Although the seminary is now operating at full capacity, its facilities haven’t seen a major renovation since its founding. The "motel units" where the men live don’t have bathroom facilities, so seminarians have to walk down the covered outdoor corridors to the showers and bathroom facilities.

The dorms "will soon be renovated," St. Petersburg Bishop Robert Lynch wrote on his blog last September. Two new residence buildings will house 76 future seminarians.

"The seminary endowment fund now sits at about $14.5 million, but the bishops agreed that, over the next decade, we will all raise enough money for seminary formation to increase the endowment to about $30 million," the bishop wrote.

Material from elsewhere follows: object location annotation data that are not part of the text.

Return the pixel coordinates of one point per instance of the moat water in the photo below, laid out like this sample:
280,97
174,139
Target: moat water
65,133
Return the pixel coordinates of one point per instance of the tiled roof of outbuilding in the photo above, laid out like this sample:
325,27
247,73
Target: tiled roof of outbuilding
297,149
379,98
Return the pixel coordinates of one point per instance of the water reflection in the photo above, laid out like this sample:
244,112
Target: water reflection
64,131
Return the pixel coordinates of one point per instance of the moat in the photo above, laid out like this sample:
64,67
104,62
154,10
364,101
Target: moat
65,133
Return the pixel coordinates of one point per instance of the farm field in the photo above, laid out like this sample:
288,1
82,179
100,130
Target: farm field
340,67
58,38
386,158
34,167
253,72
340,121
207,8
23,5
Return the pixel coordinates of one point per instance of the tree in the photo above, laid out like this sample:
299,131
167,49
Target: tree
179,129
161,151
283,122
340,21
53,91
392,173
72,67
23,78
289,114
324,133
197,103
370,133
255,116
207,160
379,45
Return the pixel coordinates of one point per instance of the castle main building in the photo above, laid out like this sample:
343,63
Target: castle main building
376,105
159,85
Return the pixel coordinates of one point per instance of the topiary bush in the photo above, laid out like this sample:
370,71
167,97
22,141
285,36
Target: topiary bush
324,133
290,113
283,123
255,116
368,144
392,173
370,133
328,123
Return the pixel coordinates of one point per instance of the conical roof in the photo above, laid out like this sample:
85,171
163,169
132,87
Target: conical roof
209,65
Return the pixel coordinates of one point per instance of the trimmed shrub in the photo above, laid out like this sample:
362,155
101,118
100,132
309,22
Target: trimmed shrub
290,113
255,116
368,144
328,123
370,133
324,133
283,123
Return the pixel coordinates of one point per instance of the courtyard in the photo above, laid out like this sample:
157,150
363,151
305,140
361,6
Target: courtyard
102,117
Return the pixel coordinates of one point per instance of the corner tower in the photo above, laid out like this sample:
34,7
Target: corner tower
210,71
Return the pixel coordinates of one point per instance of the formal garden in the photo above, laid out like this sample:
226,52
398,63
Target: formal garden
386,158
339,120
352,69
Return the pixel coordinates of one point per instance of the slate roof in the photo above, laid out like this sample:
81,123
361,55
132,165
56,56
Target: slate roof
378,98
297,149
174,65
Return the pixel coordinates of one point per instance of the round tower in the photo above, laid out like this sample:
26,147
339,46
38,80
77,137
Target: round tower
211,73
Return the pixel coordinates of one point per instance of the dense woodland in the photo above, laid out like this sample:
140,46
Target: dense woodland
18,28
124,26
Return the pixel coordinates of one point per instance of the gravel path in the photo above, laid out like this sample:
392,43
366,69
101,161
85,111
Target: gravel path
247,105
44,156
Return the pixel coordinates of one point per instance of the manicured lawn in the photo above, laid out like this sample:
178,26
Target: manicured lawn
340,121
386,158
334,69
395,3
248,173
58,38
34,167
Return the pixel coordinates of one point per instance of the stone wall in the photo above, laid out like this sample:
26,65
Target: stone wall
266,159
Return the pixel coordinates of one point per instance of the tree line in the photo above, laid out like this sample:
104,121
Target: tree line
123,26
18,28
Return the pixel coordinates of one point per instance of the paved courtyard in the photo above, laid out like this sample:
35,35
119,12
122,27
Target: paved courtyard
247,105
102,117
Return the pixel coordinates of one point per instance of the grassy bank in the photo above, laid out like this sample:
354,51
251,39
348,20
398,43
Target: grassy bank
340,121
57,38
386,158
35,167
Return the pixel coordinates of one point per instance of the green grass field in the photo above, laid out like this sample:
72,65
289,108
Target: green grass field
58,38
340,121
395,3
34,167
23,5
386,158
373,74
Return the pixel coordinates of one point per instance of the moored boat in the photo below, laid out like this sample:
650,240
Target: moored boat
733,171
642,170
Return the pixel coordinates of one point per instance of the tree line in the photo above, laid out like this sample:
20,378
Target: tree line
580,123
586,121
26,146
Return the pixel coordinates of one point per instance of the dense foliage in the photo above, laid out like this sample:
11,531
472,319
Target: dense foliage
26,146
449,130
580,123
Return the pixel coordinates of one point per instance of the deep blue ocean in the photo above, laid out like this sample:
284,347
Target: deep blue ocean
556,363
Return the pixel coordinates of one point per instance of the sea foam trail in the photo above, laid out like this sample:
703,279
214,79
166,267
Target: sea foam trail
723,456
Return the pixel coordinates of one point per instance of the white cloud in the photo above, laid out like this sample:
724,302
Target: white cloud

Msgr. Toups said the new dormitories will be completed by December, and the renovated dormitories should be finished by summer 2015. "Just as the people of God provided for the needs 50 years ago, we’re now embarking on satisfying the needs for the next 50," he said.

Brian Garcia, 25, a seminarian for the Archdiocese of Miami, is looking forward to his ordination to the diaconate on April 26. And even though he has just over a year of studies before his priestly ordination, he said the renovations and new dorms are a Godsend.

"The reality is that our buildings are 50 years old, and we need to expand because of the growing numbers," he said. "We’re blessed with a beautiful campus, with lots of land, which fosters meditation and prayer throughout our lives as we discern further how the Lord is calling us. It’s exciting to see how that affects community life and our own growth as Christian gentlemen."

That concept of forming "Christian gentlemen" is foundational to what they’re doing at St. Vincent de Paul, said Msgr. Toups.

"When I entered in 1991, it was just before John Paul wrote his landmark document on priestly formation — Pastores Dabo Vobis (I Will Give You Shepherds)," he said. "At the time, I had no idea how important this was. He emphasized human formation: These need to be good men. We are forming them to be Christian gentlemen and giving them the human virtues which all these other dimensions can build upon — the spiritual, academic and pastoral."

"With so many broken families in the world today, some of these men are not receiving good human formation at home," he explained. "So we sometimes have to do the foundational work here."

Seminarian De Jesus said the formation he has received — and the inspiration of John Paul II — has been invaluable to him as he nears his ordination to the diaconate in April.

"My friends told me they were going to pray a novena to a saint leading up to my ordination," he explained. "They asked me which saint I wanted, and I told them it had to be JP2."

Patrick Novecosky writes from Naples, Florida.